Pathetic, yes, but true nonetheless.
Of course, it didn’t take long to adjust my vision. A lot less pink, a little less hair, and a need for me to brush up on my understanding of outer space, superheroes, Star Wars, and (gasp!) trucks and trains. I figure that not every one of these stereotypes will turn up in little dude (aka the LD), but that if I prepare for all of them, I’ll stand a fighting chance of keeping up and not being a drip of a mom.
Plus, I secretly know, just know, that the LD will be a voracious reader and nature-lover, and be uncommonly mellow for one of his gender. He might even let me grow his hair a little long and allow the odd accent of pink into his dapper wee wardrobe.
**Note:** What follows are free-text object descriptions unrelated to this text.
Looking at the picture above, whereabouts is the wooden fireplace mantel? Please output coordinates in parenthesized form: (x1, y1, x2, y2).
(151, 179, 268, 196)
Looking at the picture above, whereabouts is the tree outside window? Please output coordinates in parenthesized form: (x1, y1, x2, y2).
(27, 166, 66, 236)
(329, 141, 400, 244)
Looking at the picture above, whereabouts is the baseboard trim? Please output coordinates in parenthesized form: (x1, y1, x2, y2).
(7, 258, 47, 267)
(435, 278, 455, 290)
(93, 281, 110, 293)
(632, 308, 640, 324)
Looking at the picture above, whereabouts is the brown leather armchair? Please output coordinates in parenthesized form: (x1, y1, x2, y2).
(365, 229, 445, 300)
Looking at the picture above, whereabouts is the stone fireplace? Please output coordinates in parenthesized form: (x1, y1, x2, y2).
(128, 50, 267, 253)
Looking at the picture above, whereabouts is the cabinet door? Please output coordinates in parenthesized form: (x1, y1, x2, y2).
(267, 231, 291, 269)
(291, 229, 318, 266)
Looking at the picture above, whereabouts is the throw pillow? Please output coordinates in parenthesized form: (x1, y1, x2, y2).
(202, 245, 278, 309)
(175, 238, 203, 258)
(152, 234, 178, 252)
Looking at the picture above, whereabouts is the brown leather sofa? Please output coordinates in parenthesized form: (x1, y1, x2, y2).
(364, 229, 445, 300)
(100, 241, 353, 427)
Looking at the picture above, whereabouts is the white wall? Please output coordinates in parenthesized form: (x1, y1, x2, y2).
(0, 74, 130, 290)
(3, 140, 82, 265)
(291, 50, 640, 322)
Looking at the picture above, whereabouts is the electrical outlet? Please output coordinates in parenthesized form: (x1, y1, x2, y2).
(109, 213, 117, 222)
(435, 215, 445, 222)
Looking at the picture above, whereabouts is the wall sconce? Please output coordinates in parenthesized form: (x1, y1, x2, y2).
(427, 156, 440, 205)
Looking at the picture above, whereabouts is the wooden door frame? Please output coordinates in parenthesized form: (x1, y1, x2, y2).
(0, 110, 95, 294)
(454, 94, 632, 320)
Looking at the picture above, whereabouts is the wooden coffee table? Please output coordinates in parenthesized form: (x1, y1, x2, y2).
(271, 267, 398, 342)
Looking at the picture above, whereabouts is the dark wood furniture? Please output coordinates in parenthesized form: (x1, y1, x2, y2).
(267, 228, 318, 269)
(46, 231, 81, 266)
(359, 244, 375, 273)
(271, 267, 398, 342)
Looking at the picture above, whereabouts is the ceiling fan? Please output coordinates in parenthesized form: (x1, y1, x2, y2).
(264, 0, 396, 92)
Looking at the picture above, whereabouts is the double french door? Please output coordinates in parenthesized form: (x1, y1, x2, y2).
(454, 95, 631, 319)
We will sing songs together and play sweetly with Lego, with all his stuffed animals looking on beatifically.
And he will not be beaten black and blue in the schoolyard.
I cling to these things.
So it was with horror that I read Kate Fillion’s January 9 article in Macleans, How to Fix Boys. In it, she interviews child development expert Leonard Sax, who asserts the following:
- The brain of the five-year-old boy—in terms of maturity, particularly in the language area—is at about the same place as the brain of a three-and-a-half-year-old girl.
- There are huge differences in the ability of the average six-year-old girl and boy to sit still and be quiet.
- Boys develop a notion in kindergarten that doing what the teacher wants and being good is unmasculine.
- You should never ask a five-year-old, especially not a boy, to sit down and stay quiet.
- Boys often find school so prohibitive to their natural impulses that they vent by spending hours sitting in front of their video-game consoles, banging away on the game controller.
- Online pornography has displaced the pursuit of real girls for a significant number of boys.
OH MY GOD! I don’t know how else to put it. Anyone know of a good home schooling link?
Ugh! I hate hearing that kind of thing. And honestly, I'm not sure which parts are true and which aren't, if any. I can tell you that Fergus, now three, has better language development than most of his female peers--but he's a bit of an oddity in that department. (We were at the doctor recently and he asked, "Mum? Why are they called patients? Is it because they have to be patient?") He is, however, typically noisy, rammy, boisterous, rude (he actually looked at Ivan and me at the table recently to make sure he had our attention, then lifted one butt cheek and farted. Nice.), scatalogical, messy... all the things you picture your fantasy LD NOT being. Sorry to burst your bubble!
As for becoming a boy-centered mama, trust me, it'll happen to YOU. I found myself driving with co-workers to lunch one day when we passed some road construction. I exclaimed to everyone, "Look! Diggers!"